WHEN RESISTING CHANGE LEADS TO WORSE OUTCOMES

02 Apr 2025 By Pat Pattinson

A Business Rescue Practitioner prepared a business rescue plan that included the sale of 17% of immovable assets. This plan would not only save the business but also position it for a brighter future for generations to come. All creditors were on board, and the adoption of the plan was imminent.

The directors however refused to accept this reality.

They sought legal intervention to block the sale, believing they could hold on to the assets without dire consequences. After several attorneys and multiple proposals were rejected by creditors, a final plan was adopted. By this time however the plan was no longer one of rehabilitation but rather a wind-down of the business with the loss of all immovable assets.

This is a simplified (and not-too-hypothetical) example of the Streisand Effect, when attempts to suppress or prevent a specific outcome only serve to amplify its impact.

The resistance of the directors in the example backfired catastrophically. The delay in the restructuring process caused uncertainty to grow, financial pressure to worsen, and creditors to lose trust in the business and its leadership, ultimately pushing for a full wind-down instead of a controlled rehabilitation.

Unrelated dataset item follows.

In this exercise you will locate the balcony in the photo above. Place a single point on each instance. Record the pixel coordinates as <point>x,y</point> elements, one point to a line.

To make matters worse, instead of taking responsibility for their own role in the business winding down, the directors shifted the blame to the Business Rescue Practitioners. They claimed the outcome was due to mismanagement by the practitioners rather than their own actions – a classic example of the Self-Serving Bias, where individuals attribute successes to their own decisions but blame failures on external forces. By refusing to acknowledge their mistakes, the directors not only lost the business but also damaged their credibility.

In moments of crisis, delaying or denying reality does not prevent the inevitable – it often makes it worse.